Mit angespannter Miene blickte Esther nach vorn und beobachtete, wie die steilen Felsen, die ob der Sonne blendeten, immer dichter kamen. Sie war bisher noch nicht oft mit einem Schiff unterwegs gewesen, doch noch nie hatte sie sich so sehr nach Land unter ihren Füßen gesehnt wie jetzt. Es überraschte sie doch über alle Maße, dass die Revenge sie alle über das Wasser trug. Nicht nur ihrer zweifelhaften Reparaturfähigkeiten wegen, sondern auch der zahlreichen kaputten Stellen nach dem Angriff des Riesenkraken. Oder sollte sie besser Monster sagen? Das Vieh hatte um ein Haar ihren Zauberstab zerschmettert.
Sie stieß sich von der Reling ab und verschwand ins Unterdeck. Es war an der Zeit, sich etwas von dem Schatz zu sichern. Das Erste, was sie davon kaufen würde, war neue Kleidung. Nichts gegen die einfache Kleidung, aber sie war dann doch etwas anderes gewohnt.

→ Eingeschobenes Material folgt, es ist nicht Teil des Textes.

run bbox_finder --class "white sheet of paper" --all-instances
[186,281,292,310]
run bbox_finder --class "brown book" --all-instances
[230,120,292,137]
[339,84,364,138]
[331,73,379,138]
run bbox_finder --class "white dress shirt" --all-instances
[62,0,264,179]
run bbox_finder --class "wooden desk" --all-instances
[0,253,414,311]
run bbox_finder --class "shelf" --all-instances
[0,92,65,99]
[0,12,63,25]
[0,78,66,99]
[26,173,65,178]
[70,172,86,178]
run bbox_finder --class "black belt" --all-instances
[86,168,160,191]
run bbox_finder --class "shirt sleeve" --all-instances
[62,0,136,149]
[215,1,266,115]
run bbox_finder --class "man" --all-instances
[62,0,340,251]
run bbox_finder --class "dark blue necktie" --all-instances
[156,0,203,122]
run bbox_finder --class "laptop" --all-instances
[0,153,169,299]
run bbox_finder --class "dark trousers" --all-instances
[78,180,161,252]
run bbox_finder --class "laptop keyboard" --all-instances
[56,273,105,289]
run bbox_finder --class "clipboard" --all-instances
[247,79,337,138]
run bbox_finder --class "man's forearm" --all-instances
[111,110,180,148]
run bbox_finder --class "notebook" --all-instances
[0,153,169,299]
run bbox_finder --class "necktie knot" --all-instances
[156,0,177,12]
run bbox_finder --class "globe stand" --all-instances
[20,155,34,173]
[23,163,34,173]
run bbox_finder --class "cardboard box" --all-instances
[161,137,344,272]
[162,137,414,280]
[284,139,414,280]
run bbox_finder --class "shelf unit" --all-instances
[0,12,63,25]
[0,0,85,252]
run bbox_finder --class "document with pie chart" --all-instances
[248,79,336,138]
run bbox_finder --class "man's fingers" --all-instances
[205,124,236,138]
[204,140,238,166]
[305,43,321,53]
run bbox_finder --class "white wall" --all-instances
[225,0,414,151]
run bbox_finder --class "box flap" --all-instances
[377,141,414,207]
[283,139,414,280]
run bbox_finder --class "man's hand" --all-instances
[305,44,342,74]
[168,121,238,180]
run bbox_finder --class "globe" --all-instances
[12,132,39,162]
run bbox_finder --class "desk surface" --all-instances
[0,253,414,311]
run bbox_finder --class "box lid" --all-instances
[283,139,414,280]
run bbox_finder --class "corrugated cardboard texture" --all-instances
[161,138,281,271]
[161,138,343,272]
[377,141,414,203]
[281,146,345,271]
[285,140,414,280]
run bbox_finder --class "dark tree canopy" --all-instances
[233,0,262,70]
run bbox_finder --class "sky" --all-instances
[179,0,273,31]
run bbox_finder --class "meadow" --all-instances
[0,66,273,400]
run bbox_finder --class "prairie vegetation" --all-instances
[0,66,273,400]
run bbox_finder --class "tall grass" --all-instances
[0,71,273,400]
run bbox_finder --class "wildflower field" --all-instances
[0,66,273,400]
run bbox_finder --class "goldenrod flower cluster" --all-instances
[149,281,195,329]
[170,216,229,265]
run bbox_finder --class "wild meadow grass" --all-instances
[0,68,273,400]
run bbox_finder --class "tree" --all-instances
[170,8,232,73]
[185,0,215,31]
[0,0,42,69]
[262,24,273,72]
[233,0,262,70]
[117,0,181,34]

Auf dem Weg nach unten, huschte der junge Andre an ihr vorbei, auf dem Arm immer noch das verletzte Tier.
Der hat es aber eilig …
Verwirrt sah sie ihm nach. Sie teilte Nellis Bedenken. Irgendetwas stimmte mit Andre nicht. Und sie würde herausfinden, was es war.
Sie klaubte schnell ihre Sachen zusammen, was sich im Wesentlichen aus den Magiesteinen, ihrem Zauberstab, etwas Geld und dem Stein, den sie einst von Trevor erhalten hatte, zusammensetzte. Beim Einpacken, fiel ihr das Tuch, mit welchem Trevor das Blut des Decksmannes vom Dolch gewischt hatte, in die Hände. Nach kurzem Überlegen zückte sie ihren Zauberstab. Ein Versuch war es immerhin wert. Es dauerte nicht lange und der Spruch war über ihre Lippen gerollt. Jetzt hieß es abwarten, ob ihr Stab bald eine Reaktion zeigte. Sie rechnete allerdings nicht damit, den Kerl in der Nähe zu finden.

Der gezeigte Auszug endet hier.